Les autorités irlandaises ont de nouveau frappé le crime organisé avec la saisie de 500 Bitcoins supplémentaires liés à des activités illicites. Avec cette opération, le Criminal Assets Bureau (CAB) accumule environ 1 500 BTC saisis jusqu’à présent en 2026, un butin évalué à environ 92 millions de dollars au moment de la rédaction du rapport.
Cette saisie s’inscrit dans le cadre d’une offensive soutenue contre les fonds d’origine criminelle qui utilisent des crypto-monnaies pour déplacer et dissimuler des profits illicites. Comme le rapporte la presse locale, la Garda – la police irlandaise – a travaillé avec le soutien d'Europol lors d'opérations récentes qui ont permis de suivre et de sécuriser ces actifs numériques.
Un schéma qui se répète en Irlande
La saisie d’actifs cryptographiques liés au trafic de drogue et au blanchiment d’argent n’est pas nouvelle dans le pays. Le cas le plus mémorable est celui du trafiquant de drogue Clifton Collins, dont les codes d’accès à une fortune en Bitcoin étaient cachés dans un étui à canne à pêche. Selon les informations de l'époque, cet épisode révélait à quel point il était complexe pour les autorités de récupérer des fonds lorsque le propriétaire contrôlait les clés privées.
Le suivi de ces mouvements en chaîne est devenu plus précis grâce aux sociétés d’analyse blockchain. La plateforme Arkham a détecté des transactions associées aux fonds saisis, un exemple de la façon dont la transparence inhérente aux réseaux publics finit par jouer contre ceux qui les utilisent pour cacher de l'argent.
Pourquoi c'est important pour le marché
Chaque grande saisie étatique introduit une variable que les investisseurs surveillent de près : ce que les gouvernements feront des pièces qu’ils confisquent.
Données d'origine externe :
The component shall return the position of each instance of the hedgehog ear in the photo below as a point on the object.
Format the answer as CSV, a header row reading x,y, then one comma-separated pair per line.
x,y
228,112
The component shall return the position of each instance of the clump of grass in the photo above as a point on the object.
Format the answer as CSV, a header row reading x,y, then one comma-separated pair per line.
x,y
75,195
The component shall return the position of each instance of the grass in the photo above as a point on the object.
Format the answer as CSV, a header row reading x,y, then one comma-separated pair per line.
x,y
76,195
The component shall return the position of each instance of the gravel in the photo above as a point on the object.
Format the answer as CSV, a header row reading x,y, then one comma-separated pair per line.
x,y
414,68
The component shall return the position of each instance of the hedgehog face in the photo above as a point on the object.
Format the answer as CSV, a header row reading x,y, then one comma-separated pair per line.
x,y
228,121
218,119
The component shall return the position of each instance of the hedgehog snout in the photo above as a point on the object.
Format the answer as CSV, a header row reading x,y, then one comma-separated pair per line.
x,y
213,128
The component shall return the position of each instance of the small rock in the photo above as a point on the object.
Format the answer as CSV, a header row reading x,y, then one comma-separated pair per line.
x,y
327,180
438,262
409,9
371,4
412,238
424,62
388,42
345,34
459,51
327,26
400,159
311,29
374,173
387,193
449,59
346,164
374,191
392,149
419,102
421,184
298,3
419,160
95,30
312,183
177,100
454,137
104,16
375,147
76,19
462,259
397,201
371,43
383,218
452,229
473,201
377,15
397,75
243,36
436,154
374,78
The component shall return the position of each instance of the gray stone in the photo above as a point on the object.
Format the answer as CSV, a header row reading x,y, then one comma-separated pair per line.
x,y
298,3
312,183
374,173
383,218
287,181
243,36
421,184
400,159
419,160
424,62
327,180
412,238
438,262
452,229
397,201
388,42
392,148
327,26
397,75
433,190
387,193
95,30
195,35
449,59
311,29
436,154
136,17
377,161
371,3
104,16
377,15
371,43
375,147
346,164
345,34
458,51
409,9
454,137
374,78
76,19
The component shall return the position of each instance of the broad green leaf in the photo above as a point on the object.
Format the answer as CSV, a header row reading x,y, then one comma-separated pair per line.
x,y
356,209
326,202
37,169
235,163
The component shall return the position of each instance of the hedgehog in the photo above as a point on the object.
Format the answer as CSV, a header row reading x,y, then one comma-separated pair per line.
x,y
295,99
L’expérience d’autres pays montre deux voies communes : la vente aux enchères publiques, qui peut ajouter de l’offre au marché, ou la conservation des actifs comme réserve, une possibilité qui a gagné du terrain dans le débat politique en 2025.
Avec près de 1 500 BTC en sa possession, l’Irlande rejoint la liste des États qui gèrent des quantités importantes de Bitcoin obtenus par la voie judiciaire. Ce chiffre est encore modeste par rapport aux avoirs de gouvernements comme les États-Unis ou la Chine, mais il renforce une tendance claire : les forces de l’ordre ont intégré les actifs cryptographiques au cœur de leurs enquêtes financières.
La saisie reflète également l'évolution des capacités techniques des agences européennes. Le suivi, le gel et finalement la prise de contrôle des portefeuilles nécessitent une coordination internationale et des outils médico-légaux qui étaient rares il y a quelques années à peine. La collaboration avec Europol va dans ce sens.
Que surveiller dans les mois à venir
La question en suspens est la destination de ces 1 500 BTC. Si l'Irlande choisit de les liquider, l'impact sur le prix serait marginal compte tenu du volume quotidien du marché, même si le moment de la vente suscite généralement l'attention des médias. S’il les conservait toutefois, le pays deviendrait de facto un détenteur institutionnel de Bitcoin, sans avoir décidé quant à la politique monétaire.
Pour l’instant, l’opération confirme que les cryptomonnaies ne sont plus un refuge infaillible pour l’argent illicite. La même chaîne qui garantit l’irréversibilité des transactions laisse une trace publique qui, avec les bons outils, mène à la porte des autorités.